Outside of work, Rameez has helped raise one of the first named alumni bursary funds at NUS and has mentored dozens of polytechnic students as part of the Harvard’s Business School mentorship program.

Class of 2016
Bachelor of Computing in Information Systems
Deputy Director (Information Services), Housing & Development Board (HDB)
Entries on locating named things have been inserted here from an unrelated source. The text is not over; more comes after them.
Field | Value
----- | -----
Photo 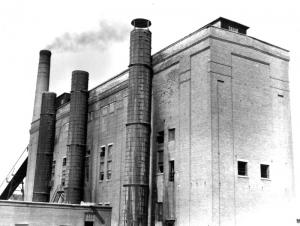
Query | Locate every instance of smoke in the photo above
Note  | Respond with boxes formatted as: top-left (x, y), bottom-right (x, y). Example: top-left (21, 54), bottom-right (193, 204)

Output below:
top-left (46, 21), bottom-right (130, 52)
Mr Lee Chen Tong graduated with a Bachelor of Computing (Information Systems) from NUS Computing in 2015 and went on to earn a Master of Philosophy in Management at the University of Cambridge.

 

Chen Tong has been working at the Housing & Development Board (HDB) for more than seven years in various positions. Inspired by his father who started his career at HDB, Chen Tong took up the HDB Undergraduate Scholarship and eventually started his own career journey in HDB as a Systems Analyst in the Geospatial Information Systems & 3D Team. Responsible for designing geospatial systems and pushing the boundaries on immersive technology use cases across HDB, Chen Tong went on to pioneer the use of Virtual Reality (VR) in the co-designing of community spaces with residents under the Remaking Our Heartland programme – an initiative that was featured in mainstream media including The Straits Times, Lianhe Zaobao and Channel NewsAsia. He was concurrently tasked to lead HDB’s board-wide digital transformation effort through the inception of its Digital Master Plan, and the subsequent coordination of business process reengineering work streams across all the business group heads in HDB.

 

Being recognised for his performance and potential early on, Chen Tong was quickly given the opportunity to lead his team 2 years into his role, and was subsequently rotated to lead the Carparks Systems Team before being later appointed Deputy Director (Application Engineering) 4.5 years into his career at HDB. As Deputy Director (Application Engineering), Chen Tong established and helmed the organisation’s in-house cloud engineering capabilities, growing the pioneer team of Software Engineers into a multi-team outfit that leverages cloud and modern software engineering paradigms to achieve faster time-to-value for HDB’s business groups.

 

Having laid the foundations for HDB’s cloud engineering capabilities, Chen Tong has recently been appointed Deputy Director (Information Services) to head the organisation’s Cloud Centre of Excellence. In this new capacity, Chen Tong takes on the responsibility for establishing and driving organisational alignment to HDB’s cloud migration strategy, as well as propagating cloud engineering solution patterns across all Product Teams as the organisation scales its cloud endeavour.

Class of 2014
Doctor in Philosophy in Computer Science
Faculty Member, Max Planck Institute of Security and Privacy

Dr Marcel Böhme graduated with a Doctor of Philosophy (Computer Science) from NUS Computing in 2014. He was a Senior Research Fellow at NUS for almost three years. Marcel completed his undergraduate studies at Technische Universität Dresden.

 

Marcel currently leads the Software Security research group at the Max Planck Institute for Security and Privacy (MPI-SP) in Bochum, Germany. Previously, he was an ARC DECRA Fellow and Senior Lecturer at Monash University in Australia. Before that, he was a PostDoc at the TSUNAMi Security Research Centre in Singapore and the CISPA-Helmholtz Zentrum in Germany.

 

His current research interest is the automatic discovery of security flaws on a very large scale. One part of his group develops the probabilistic foundations of automatic software testing (i.e., finding bugs by generating executions) to elucidate fundamental limitations of existing techniques and to explore the assurances that software testing provides when no bugs are found.

 

Marcel’s other part of the group develops practical vulnerability discovery tools that are widely used in software security practice. For instance, Entropic is the default power schedule in LibFuzzer which powers the largest fuzzing platforms at Google and Microsoft, fuzzing hundreds of security-critical projects on 100k machines on a 24-hour basis. His tools have discovered 100+ bugs in widely used software systems, more than 70 of which are security-critical vulnerabilities registered as CVEs at the US National Vulnerability Database.